Bathélémy d’Eyck makes reference to the latter in this way: The Ploughman is the figure between the Pelican and the Griffin. He ‘borrows’ the last letter from the word Ploughman’s and cleaves it to the word crede or ‘creed’ to make ‘screde’ – screde in its meaning as a strip of cloth; in this instance, the tail or liripipe descending from the figure’s blue hood. So we have the pelican’s beak ‘piercing’ the ploughman’s-crede.
Screed can also refer to the aggressive hanrague the Pelican directs at the Griffin during their debate on Church corruption.
I mentioned earlier the word ‘cleave’. It can mean adhere to or, conversely, to separate. In both cases the word is a pointer to another poet, Thomas Hocleeve, whose Marian ‘miracle’ story called Item de Beate Virgine also found its way at one stage into The Canterbury Tales.
The name Thomas is identified by the communion wafer in the hand of the ploughman. Closer inspection reveals the Host has a bloody hole and is meant to refer to ‘doubting’ Thomas, the disciple of Jesus who would not believe in the resurrection until he could see and put his fingers into Christ’s wounds. The Catholic belief is that the consecrated host is actually the Body of Christ. Hoccleve was a follower of Chaucer and so perhaps explains why he is illustrated turned in the direction of Chaucer and not towards the banquet table set out as representing the tomb of Christ. Was Hoccleve caught between two creeds – that of the Lollards as depicted by the Pelican, and the creed of the Catholic Church as spoken by the Griffin? It’s interesting to see that Barthélémy d’Eyck has covered the eyes of Hoccleve with the Pelican’s beak, perhaps pointing to the warning Jesus gave to his disciples in Matthew’s gospel (16:6)… “Keep your eyes open, and be on your guard against the yeast of the Pharisees and Sadducees.”.

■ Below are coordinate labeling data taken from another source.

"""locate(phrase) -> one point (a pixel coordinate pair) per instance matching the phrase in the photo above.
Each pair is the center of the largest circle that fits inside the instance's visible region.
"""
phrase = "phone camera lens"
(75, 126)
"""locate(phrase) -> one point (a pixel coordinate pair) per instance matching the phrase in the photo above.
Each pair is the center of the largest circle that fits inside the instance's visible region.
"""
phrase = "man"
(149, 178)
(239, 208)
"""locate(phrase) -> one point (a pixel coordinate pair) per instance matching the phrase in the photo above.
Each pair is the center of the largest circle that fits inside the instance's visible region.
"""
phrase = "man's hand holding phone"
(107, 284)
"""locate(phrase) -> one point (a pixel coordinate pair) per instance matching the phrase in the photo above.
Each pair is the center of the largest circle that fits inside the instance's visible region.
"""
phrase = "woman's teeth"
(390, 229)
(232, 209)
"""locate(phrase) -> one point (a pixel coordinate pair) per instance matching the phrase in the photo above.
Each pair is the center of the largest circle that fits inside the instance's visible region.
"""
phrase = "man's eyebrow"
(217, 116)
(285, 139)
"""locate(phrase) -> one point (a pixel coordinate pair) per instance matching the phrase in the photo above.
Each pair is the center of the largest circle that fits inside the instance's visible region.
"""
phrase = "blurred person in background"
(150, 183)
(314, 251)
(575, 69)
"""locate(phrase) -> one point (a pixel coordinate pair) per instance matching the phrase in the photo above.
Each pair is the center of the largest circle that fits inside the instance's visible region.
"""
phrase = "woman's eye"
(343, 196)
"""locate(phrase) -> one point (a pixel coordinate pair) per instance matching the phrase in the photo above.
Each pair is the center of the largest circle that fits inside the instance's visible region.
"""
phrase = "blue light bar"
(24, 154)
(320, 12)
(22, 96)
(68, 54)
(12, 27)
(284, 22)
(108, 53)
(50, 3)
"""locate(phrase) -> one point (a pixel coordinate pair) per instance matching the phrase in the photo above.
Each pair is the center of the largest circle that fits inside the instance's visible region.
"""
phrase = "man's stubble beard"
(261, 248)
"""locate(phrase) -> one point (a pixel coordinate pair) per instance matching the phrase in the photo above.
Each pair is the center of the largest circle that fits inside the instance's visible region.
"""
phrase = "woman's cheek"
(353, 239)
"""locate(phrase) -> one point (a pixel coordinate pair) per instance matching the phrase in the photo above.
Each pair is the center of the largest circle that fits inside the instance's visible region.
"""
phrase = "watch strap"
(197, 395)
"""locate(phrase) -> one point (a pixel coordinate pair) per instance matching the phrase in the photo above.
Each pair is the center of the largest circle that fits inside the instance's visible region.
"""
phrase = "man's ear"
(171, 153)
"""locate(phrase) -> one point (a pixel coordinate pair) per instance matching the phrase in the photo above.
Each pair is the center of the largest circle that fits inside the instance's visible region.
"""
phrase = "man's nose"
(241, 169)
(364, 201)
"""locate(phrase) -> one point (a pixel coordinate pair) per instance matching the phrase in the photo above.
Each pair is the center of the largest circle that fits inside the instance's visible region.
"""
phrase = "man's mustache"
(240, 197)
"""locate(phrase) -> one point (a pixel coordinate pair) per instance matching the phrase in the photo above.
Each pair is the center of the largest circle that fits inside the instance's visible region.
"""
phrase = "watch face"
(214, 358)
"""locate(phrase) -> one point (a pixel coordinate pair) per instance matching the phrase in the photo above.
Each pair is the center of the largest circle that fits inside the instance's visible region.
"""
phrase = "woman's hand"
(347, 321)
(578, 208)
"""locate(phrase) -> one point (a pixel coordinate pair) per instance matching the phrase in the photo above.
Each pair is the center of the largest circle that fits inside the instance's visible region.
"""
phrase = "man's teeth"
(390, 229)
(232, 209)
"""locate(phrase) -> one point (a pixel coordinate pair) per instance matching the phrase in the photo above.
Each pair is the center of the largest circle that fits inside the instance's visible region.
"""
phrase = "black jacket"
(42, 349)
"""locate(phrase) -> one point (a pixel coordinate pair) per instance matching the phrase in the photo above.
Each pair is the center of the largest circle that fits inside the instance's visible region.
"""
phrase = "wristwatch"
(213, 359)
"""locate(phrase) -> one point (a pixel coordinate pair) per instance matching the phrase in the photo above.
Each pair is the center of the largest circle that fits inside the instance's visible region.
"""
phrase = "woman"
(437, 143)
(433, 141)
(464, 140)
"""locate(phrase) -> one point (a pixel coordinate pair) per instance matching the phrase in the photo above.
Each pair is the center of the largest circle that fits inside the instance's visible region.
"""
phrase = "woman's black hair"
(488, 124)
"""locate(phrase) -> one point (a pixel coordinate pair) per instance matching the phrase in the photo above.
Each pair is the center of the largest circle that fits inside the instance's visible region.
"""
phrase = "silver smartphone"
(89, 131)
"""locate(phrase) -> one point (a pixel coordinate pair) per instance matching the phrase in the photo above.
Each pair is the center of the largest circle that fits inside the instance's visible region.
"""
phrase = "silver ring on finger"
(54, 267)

It is said that Hoccleve’s Marian miracle story was inserted or ‘cleaved’ in 15th century versions of The Canterbury Tales to counter the Lollard sentiments expressed in the Plowman’s Tale (Complaint of the Ploughman), that is, inserted for a particular purpose or ‘ad hoc’. When we take the reference to ‘Thomas’ and add ‘Hoc’ and ‘Cleave’, we arrive at the name of Thomas Hoccleve.
More on this in my next post and how Hoccleve’s Item Beate Virgine links to the detail shown here and the French chronicler Jean Creton.
When “screed” first appeared in English in the 14th century, it meant simply “a fragment cut or torn from the main piece” or, a bit later, “a strip of torn cloth.” This sense evolved over the centuries to include the use of “screed” to mean “a strip of land” or “a border,” as one might add a fancy border to a piece of cloth or paper. In the late 18th century, this sense of “long strip of something” produced “screed” meaning “a long list, a lengthy discourse or diatribe, or a gossiping letter,” and our modern polemical “screed” was born.